Ничего нельзя измерить в глубинах материи, не получив оттуда сигнала в ответ на свой вопрос. А сигнал требует энергии и времени. И ответное действие электрона или атома может стоить им дорого. Дорого в их масштабах, где даже самый минимальный сигнал из возможных — квант действия — ощутимая величина. И если при двух операциях — А и В — эксперимент по-разному вторгается в микросистему, мудрено ли, что небезразличен их порядок? Это так несомненно, что просто должно было найти для себя выражение в истинной механике микромира. Вот и нашло:
А • В не равняется В • А!
Но когда результат зависит от порядка двух операций (то есть важно, какая сначала и какая потом), они не могут быть проведены одновременно. Иначе ведь порядок был бы тут ни при чем.
Так забрезжил физический смысл неперестановочности умножения: в микромире есть пары наблюдаемых величин, почему-то не поддающихся ОДНОВРЕМЕННОМУ измерению! Очевидно, есть в таких парах несовместимость.
Странная формула А • В <> В • А нежданно-негаданно вводила в круг тех же размышлений, что и двойственная — корпускулярно-волновая — природа вещества и света.
Старая, как сама физика, проблема возможностей измерения всегда представлялась лишь технической, но никак не философической. А теперь оказалось, что это вовсе не лабораторная проблема. Микромир, как андерсеновская принцесса, чувствует горошину сквозь толщу десяти перин. И это меняет само устройство нашего знания! И формула неперестановочности умножения превращалась из поражающей нелепости в непредвиденное ручательство за плодотворность найденного пути.

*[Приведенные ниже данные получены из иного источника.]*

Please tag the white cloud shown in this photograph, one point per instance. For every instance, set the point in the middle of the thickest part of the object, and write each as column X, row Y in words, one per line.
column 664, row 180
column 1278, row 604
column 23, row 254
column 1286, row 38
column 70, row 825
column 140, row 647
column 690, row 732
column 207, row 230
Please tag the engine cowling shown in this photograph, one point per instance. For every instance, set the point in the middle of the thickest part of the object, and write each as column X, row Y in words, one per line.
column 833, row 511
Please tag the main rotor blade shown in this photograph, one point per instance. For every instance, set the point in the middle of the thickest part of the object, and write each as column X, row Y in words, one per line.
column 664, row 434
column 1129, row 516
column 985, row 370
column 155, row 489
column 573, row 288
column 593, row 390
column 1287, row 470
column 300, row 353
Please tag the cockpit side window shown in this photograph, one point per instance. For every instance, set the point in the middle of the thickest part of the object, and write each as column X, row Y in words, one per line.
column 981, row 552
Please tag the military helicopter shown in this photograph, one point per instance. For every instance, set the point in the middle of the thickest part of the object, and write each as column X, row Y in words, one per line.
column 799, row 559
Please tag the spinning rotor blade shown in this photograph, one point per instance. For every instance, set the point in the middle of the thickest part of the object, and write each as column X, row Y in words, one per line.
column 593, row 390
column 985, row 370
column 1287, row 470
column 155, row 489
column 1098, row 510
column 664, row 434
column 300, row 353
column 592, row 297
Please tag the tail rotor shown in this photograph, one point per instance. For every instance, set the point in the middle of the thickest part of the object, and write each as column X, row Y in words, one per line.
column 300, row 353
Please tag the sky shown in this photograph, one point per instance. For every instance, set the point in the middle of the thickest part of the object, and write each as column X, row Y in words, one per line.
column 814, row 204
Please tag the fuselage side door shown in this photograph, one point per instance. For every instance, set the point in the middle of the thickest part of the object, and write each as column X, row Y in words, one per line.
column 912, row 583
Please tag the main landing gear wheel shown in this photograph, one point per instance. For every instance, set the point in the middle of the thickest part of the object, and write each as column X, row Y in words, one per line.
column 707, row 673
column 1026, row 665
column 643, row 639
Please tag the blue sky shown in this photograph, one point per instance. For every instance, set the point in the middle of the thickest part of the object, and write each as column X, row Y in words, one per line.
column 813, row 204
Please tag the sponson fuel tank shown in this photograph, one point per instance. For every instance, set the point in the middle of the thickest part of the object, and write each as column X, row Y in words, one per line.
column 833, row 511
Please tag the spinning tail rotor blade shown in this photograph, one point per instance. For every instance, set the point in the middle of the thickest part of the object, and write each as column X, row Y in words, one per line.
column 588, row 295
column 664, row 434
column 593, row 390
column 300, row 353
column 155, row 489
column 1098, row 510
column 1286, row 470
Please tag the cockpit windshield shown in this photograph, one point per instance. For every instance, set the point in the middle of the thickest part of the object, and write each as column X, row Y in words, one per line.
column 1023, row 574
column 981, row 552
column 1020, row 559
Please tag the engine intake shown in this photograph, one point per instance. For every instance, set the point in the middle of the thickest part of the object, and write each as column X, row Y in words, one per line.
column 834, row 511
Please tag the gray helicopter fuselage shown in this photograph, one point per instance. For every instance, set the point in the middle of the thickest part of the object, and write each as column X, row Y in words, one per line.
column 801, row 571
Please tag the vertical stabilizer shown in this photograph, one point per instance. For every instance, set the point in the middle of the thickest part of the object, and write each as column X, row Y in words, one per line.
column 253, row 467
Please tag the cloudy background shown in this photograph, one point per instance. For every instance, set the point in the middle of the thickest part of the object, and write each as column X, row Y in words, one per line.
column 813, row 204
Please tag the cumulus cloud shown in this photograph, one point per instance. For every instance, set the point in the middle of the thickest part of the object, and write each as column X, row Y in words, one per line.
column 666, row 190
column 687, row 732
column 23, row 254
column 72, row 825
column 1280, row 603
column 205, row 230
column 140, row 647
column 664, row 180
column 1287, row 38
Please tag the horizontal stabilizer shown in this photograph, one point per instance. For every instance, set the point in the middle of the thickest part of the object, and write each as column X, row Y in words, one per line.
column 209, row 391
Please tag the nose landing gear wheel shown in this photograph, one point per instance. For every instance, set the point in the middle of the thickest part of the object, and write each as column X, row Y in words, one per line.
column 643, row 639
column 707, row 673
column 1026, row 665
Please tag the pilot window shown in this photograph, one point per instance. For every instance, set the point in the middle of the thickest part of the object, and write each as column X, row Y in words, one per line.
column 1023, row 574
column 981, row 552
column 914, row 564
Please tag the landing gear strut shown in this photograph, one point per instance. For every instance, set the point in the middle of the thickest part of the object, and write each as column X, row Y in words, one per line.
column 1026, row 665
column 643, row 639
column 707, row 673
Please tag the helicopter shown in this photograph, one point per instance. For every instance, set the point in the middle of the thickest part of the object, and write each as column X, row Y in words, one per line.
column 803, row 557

…Как двигалась мысль Бора в действительности — не узнать. И без должной строгости языка не восстановить. Доверимся этой схеме — психологически она приводит к верному итогу: первое же публичное признание успеха новых построений Бор закончил так:
«Можно выразить надежду, что открылась новая эра взаимного стимулирования математики и механики. Наверное, физики, сначала будут [говорить] — нам не миновать ограничения обычных способов описания природы. Но хочется думать, что это сожаление сменится чувством благодарности к математике, дающей нам и в этой области инструмент для продвижения вперед».
Написанные в декабре 25-го года, эти слова появились на страницах английского журнала даже раньше, чем на страницах немецкого фундаментальная работа трех геттингенцев.
Голос Паули:
— Ты хотел всех утешить и обнадежить?
Голос Бора: — И себя тоже.
Отдаются легким эхом сквозь годы его шаги по половицам виллы Маунт Пенсада… Вот он остановился у настежь распахнутого окна, привлеченный голосами озерных птиц. А вспоминать продолжал слова. Он мысли вспоминал, как события. Он говорил о приступах уныния и даже отчаяния среди физиков, недовольства и даже гнева среди философов, когда вынужденная ломка старых понятий стала совершившимся фактом. Новая механика принципиально отказывалась описывать перемещенье атомных частиц и квантов во времени и пространстве, признав такое намерение заведомо безнадежным. Так чем же она собиралась заниматься, называя себя на прежний лад механикой?
Темная суть этого отказа освещалась изнутри все той же необычностью умножения операций.